The market is eyeing the results coming tomorrow. Tomorrow Jubilant Foods, Bharat Forge, Siemens, Ashok Leyland will result in results of 7 companies in the Samant futures market. Ashok Leyland’s profit may increase by 15% although pressure on sales and margin is possible. So let’s take a look at the quarterly results?
The company’s profit in Q3 is likely to fall by 15 per cent and it stood at Rs 9114 crore. Whereas Ebitda can fall 2 percent to reach Rs 1086 crore. However, 1.70 percent pressure in sales is possible. The truck segment is under pressure, good growth in the bus segment is possible. The margin is expected to remain stable due to steel prices decreasing. M&A was a mixed demand from HCV segment.
Where will be an eye
Demand Outlook, MHCV Market Share, LCV Market Share & Outlook and M & HCV & LCV export demand will be an eye on the market.
According to the CNBC-TV18 poll, the conso income in Q3 rose 56% to Rs 2153 crore. Conso income included the acquisition of DP Eurasia. In Q3, standalone income rose 19% to `1611 crore rupees. In Q3, the company’s standalone profit rose by 25 per cent to Rs 76 crore while the margin declined from 20.9% to 20%. At the same time, Ebitda saw a 14 percent increase on an annual basis. Let us know that LFL growth in Q3 was 12.5%.
Where will be an eye
There will be a market eye on LFL growth in dine-in, effect of beverages portfolio and growth in Popeyes.
In the Q3, the increase in defense order is possible to support income. Domestic and exports CV trading declines is possible. The standalone margin is expected to remain stable. In the third quarter, the company’s standalone revenue can increase by 2 per cent to Rs 373 crore on an annual basis, while the profits are also possible to jump by 2 per cent and it can be at Rs 2307 crore.

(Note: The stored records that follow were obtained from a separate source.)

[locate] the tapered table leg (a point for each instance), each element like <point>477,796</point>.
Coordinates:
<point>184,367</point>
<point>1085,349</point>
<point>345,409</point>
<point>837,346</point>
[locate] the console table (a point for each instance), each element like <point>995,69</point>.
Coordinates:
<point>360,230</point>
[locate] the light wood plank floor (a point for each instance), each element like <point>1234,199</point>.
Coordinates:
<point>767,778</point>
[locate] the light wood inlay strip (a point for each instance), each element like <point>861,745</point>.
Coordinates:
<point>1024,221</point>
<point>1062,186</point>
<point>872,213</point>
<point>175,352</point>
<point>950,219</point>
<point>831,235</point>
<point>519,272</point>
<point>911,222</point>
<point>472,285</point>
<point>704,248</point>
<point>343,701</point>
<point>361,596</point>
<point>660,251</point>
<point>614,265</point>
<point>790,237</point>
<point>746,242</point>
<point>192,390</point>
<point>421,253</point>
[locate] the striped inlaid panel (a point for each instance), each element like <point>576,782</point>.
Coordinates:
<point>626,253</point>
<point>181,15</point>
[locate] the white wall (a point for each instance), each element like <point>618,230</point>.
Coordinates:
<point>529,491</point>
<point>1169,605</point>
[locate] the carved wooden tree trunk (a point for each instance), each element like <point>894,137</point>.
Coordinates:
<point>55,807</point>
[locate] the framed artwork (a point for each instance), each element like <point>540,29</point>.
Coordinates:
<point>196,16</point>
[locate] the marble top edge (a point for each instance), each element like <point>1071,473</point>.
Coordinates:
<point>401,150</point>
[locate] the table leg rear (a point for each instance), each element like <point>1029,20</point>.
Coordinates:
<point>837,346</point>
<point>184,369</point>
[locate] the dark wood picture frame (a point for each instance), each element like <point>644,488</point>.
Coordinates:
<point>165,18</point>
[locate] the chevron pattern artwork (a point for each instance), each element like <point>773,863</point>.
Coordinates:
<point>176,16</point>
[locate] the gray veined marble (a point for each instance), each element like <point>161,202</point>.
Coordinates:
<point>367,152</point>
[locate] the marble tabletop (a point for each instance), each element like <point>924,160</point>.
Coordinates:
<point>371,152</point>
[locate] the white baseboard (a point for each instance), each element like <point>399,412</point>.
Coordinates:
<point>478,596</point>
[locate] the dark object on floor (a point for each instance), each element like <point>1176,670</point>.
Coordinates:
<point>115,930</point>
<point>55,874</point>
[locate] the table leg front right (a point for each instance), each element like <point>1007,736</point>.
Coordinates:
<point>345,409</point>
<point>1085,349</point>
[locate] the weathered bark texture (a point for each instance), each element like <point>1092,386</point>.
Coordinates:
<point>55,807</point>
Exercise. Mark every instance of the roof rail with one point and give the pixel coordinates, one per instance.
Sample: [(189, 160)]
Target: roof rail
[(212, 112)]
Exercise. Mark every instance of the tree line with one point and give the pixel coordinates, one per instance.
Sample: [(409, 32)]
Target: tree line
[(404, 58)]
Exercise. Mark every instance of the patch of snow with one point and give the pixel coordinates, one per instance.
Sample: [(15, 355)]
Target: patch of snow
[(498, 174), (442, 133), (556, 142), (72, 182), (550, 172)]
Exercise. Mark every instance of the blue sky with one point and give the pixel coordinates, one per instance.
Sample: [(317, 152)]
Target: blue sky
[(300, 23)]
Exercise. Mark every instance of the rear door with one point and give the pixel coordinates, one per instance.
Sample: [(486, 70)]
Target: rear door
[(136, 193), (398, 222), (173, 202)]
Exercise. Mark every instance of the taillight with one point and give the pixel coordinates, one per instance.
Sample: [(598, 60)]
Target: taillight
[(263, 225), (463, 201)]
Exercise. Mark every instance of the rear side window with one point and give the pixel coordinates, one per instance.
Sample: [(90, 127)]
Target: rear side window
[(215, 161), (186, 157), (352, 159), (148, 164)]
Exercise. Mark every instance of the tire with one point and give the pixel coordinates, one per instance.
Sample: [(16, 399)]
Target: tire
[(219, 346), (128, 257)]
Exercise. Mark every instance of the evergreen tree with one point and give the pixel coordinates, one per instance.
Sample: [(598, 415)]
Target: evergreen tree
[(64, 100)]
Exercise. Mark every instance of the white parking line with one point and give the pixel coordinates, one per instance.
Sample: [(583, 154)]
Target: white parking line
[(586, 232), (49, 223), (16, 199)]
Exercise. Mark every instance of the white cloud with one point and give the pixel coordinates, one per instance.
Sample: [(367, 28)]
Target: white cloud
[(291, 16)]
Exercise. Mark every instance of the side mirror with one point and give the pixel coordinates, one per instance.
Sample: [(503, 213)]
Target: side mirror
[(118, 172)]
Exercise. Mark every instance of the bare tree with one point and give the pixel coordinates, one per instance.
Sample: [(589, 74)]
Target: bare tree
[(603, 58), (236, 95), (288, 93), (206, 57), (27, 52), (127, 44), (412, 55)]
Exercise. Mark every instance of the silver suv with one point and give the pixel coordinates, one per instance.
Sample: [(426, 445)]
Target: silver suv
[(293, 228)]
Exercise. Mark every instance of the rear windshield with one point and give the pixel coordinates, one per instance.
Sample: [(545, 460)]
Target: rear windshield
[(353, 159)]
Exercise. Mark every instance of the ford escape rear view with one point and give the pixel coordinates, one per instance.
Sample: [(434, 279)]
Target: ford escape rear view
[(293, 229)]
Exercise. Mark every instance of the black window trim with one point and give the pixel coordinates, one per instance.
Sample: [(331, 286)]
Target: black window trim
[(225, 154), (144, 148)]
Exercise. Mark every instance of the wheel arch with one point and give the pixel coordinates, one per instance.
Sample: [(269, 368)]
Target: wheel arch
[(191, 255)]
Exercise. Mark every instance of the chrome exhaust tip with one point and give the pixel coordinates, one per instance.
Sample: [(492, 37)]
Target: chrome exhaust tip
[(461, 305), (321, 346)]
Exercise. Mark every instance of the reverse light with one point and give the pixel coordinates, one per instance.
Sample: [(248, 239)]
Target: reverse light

In the third quarter, the company’s profit increased by 24 per cent in the third quarter on the year -on -year basis and increased from Rs 506 crore to Rs 629 crore, while Revenue is possible to jump by 15.61%. At the same time, a 29 percent jump in Ebitda is possible and it can be at Rs 766 crore. However, a 138.71 basis point jump is possible in Ebitda Margins.
What are the expectations?
Revenue can be supported by strong order books and bodybuilders. Changes in mix are possible to increase margin. Margin trends, Execution, locomotive orders demand will be monitored.
Where will the eye be seen?
The market will keep an eye on the demand outlook from the government and private sector. Export Outlook will also be monitored.